Une équipe de recherche de l'université de l'Indiana (Etats-Unis), placée sous la direction de Sarah Wiehe, a fait paraître une méta-analyse en mars 2005. Elle s'est fondée sur deux critères: d'abord, l'effet des programmes à long terme sur le nombre de jeunes fumant à l'âge de 18 ans ou une année au moins après la fin du programme. Et deuxième critère: la comparaison entre le groupe d'intervention et un groupe de contrôle. C'est pourquoi, sur les 177 programmes scolaires sélectionnés, elle n'en a retenu en fin de compte que huit. Parmi ceux-ci, un seul a permis de démontrer statistiquement l'effet du programme scolaire à travers un résultat significatif parmi le groupe d'intervention.

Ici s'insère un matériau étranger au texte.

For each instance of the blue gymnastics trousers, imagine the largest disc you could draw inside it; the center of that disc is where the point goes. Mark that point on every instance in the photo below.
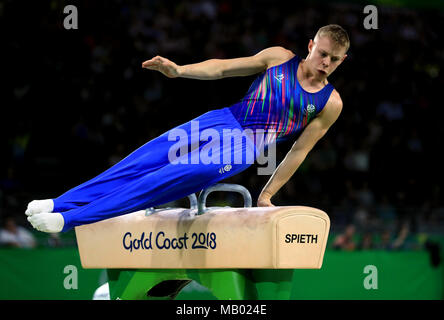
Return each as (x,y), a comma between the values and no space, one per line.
(182,161)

Ce programme se composait de modules d'enseignement visant à promouvoir les "Life Skills" (qu'on peut traduire par "savoir-être") parmi les élèves de la septième à la neuvième année scolaire. L'enquête réalisée trois ans après la conclusion du programme a montré que la part de fumeurs parmi les deux groupes d'intervention était de 26 et 27 pour cent, alors qu'elle était de 33 pour cent parmi le groupe de contrôle. Sont considérés comme fumeurs les jeunes qui ont fumé au moins une cigarette au cours des trente derniers jours.

En l'an 2000, la haute autorité de santé aux Etats-Unis a publié un rapport intitulé "Réduction de la consommation de tabac". Elle est arrivée à la conclusion suivante: les programmes scolaires qui cherchent à agir sur le comportement social ont de toute évidence une influence décisive à court terme sur le comportement des jeunes en matière de tabagisme. Il s'agit des programmes qui se limitent à la prévention du tabagisme auprès de la tranche d'âge des 11 - 15 ans. Ceux-ci sont plus efficaces que les programmes diversifiant les contenus.

L'évaluation du concours scolaire "Be smart - don't smoke" (nom que porte le concours européen "Smokefree Class" en Allemagne) correspond à cette définition. Réalisée six mois après la fin du concours, cette évaluation a montré que le concours avait réussi à motiver les jeunes participants à poursuivre leur vie sans tabac. La proportion de jeunes ayant fumé au cours des quatre dernières semaines était de 26 pour cent parmi le groupe d'intervention contre 32 parmi le groupe de contrôle.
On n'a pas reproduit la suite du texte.